Daniel apareció cargando mi vieja maleta marrón, la misma con la que había llegado el invierno anterior. Sin decir palabra, la dejó a mis pies.
—Por favor —susurré—. Al menos déjenme llevarme una fotografía. Solo una.
—No —dijo Margaret—. Nada de esta casa te pertenece. El fideicomiso es muy claro.
Miré a Daniel. Él tenía los ojos clavados en el suelo.
Todavía vestida con la misma ropa negra con la que había enterrado a mi marido, tomé la maleta y salí por la puerta principal de la segunda casa en la que había conocido el amor.

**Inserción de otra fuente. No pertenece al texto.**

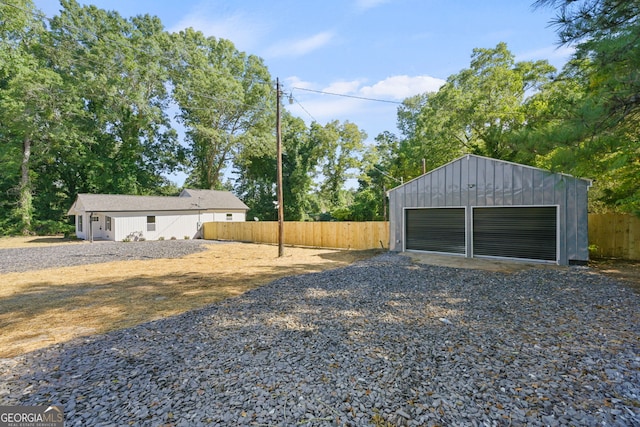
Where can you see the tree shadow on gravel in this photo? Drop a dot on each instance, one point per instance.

El tráiler al final del camino de grava
El único sitio que me quedaba era el tráiler que había sido de mi hermana Ruth, al final de un camino de grava cerca de la carretera del condado. Ruth había muerto cuatro años atrás y me lo había dejado a mí. Por costumbre, yo había seguido pagando la renta del terreno, sin imaginar jamás que algún día iba a necesitar vivir ahí.
Subí la maleta por los escalones desparejos y me quedé parada largo rato en la cocina, escuchando el goteo del grifo. Sus paños de cocina todavía colgaban del asa del horno.
Las primeras noches fueron las peores. Dormía con la bata que Garrett me había comprado, porque su loción de afeitar aún se conservaba en la tela. Lloré como no había llorado desde la muerte de Howard.